The boom in business rail travel has yet to be matched by developments in cross-border distribution or availability alongside flight options on global distribution systems.
Carlson Wagonlit Travel director of industry and public sector affairs Nigel Turner told the Guild of Travel Management Companies Conference on Monday:
“We see about 70% of people travel between London and Paris or Brussels by rail. But if a client called up wanting to travel from Florence to Pisa they would probably be routed by air via Milan, when it is one hour 20 minutes by rail.”
Adrian Watts, sales and distribution director at rail retailer thetrainline.com, told the GTMC: “Sales through travel management companies have more than doubled in the last seven years.”

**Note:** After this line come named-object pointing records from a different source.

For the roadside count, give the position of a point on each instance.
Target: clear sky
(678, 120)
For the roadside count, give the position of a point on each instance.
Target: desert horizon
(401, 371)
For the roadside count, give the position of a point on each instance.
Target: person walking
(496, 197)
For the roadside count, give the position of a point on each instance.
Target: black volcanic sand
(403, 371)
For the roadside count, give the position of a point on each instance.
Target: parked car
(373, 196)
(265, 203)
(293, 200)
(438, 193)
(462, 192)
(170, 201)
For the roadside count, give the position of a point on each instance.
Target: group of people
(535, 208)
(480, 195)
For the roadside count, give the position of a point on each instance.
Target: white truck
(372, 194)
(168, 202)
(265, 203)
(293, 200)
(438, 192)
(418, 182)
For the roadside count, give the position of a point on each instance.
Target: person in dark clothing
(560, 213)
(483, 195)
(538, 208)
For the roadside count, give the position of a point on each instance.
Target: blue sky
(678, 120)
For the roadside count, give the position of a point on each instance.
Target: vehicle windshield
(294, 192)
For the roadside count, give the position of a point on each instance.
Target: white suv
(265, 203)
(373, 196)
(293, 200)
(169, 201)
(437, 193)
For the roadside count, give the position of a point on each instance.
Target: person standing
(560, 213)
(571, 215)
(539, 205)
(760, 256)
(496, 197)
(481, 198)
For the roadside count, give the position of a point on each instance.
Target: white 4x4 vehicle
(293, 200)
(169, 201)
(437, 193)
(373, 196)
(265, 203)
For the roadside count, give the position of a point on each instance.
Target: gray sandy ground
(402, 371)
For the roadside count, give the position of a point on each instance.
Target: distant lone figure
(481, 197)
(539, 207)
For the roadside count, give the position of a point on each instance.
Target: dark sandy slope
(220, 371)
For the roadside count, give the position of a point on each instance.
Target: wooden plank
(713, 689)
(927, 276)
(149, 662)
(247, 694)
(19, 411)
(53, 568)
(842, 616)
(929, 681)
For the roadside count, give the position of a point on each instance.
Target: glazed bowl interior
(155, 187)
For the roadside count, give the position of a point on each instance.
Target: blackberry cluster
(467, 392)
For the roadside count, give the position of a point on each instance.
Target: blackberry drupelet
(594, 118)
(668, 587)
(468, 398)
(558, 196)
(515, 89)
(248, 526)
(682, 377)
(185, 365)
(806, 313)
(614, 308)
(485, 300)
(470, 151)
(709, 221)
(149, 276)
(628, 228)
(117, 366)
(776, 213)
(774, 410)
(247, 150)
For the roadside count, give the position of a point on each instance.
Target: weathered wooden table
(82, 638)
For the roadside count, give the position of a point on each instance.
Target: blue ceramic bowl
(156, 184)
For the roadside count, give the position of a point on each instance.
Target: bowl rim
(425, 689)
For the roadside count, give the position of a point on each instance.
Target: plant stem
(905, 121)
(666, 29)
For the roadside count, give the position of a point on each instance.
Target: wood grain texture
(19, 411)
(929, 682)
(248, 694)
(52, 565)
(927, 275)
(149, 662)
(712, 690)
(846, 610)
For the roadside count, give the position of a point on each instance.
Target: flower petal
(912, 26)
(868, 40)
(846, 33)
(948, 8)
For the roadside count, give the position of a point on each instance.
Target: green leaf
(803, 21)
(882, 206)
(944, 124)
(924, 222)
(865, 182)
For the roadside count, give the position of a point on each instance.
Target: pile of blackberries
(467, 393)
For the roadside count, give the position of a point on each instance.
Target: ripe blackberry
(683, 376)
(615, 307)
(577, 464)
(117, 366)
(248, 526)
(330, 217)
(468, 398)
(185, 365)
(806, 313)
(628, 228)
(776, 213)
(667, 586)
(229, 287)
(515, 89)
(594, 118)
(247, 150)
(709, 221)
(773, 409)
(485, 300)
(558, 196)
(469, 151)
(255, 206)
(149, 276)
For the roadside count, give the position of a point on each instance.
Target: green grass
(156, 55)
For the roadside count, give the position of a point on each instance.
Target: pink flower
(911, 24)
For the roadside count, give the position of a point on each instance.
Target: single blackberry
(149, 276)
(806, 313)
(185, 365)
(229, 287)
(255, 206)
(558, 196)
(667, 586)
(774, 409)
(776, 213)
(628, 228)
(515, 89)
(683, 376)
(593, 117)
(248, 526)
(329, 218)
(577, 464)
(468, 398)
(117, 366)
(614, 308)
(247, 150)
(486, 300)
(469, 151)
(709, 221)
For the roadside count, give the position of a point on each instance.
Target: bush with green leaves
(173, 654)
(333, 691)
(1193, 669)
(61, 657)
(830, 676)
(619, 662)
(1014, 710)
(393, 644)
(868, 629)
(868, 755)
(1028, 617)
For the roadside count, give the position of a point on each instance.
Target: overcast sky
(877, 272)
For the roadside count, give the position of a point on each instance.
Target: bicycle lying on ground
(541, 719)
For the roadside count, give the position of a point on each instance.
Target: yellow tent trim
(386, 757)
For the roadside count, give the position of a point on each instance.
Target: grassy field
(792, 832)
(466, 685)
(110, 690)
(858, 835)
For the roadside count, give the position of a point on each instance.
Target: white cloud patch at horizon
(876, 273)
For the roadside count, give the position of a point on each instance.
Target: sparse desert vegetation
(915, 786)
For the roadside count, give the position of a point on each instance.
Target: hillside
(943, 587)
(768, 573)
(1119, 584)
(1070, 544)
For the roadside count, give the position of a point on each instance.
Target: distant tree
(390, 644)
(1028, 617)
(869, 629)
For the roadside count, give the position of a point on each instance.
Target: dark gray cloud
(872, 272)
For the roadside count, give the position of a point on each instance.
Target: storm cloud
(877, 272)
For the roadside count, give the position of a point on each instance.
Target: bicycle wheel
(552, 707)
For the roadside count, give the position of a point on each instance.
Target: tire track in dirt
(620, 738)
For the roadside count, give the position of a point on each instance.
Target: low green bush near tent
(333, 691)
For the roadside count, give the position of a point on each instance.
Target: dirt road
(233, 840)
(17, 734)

However, journeys beyond Eurostar services require multiple bookings. Watts said: “You cannot book a typical business trip, London-Paris-Brussels-London, in a single transaction.”
The most recent bid to rationalise cross-border booking – the Rail Team project launched in 2007 – has floundered.
“There is no equivalent of international airline association IATA,” said Watts. “There are different booking platforms and processes, no common ticketing standards and too many vested interests.”
The difficulties came to the fore during the volcanic ash crisis as travel companies struggled to repatriate travellers from around Europe. “It has come to the European Commission’s attention and we hope it will now be addressed,” said Watts.
He urged the business travel sector to join the UK rail industry in lobbying for a pan-European distribution system.
At the same time, efforts to combine air and rail services on a single booking screen are being delayed by the complexity, say the GDSs, and the fact the margins to pay for integrated distribution are much tighter on rail than air.
Travelport president and managing director for Europe Olaf Gueldner said: “The train operators have not yet seen the value of GDSs.”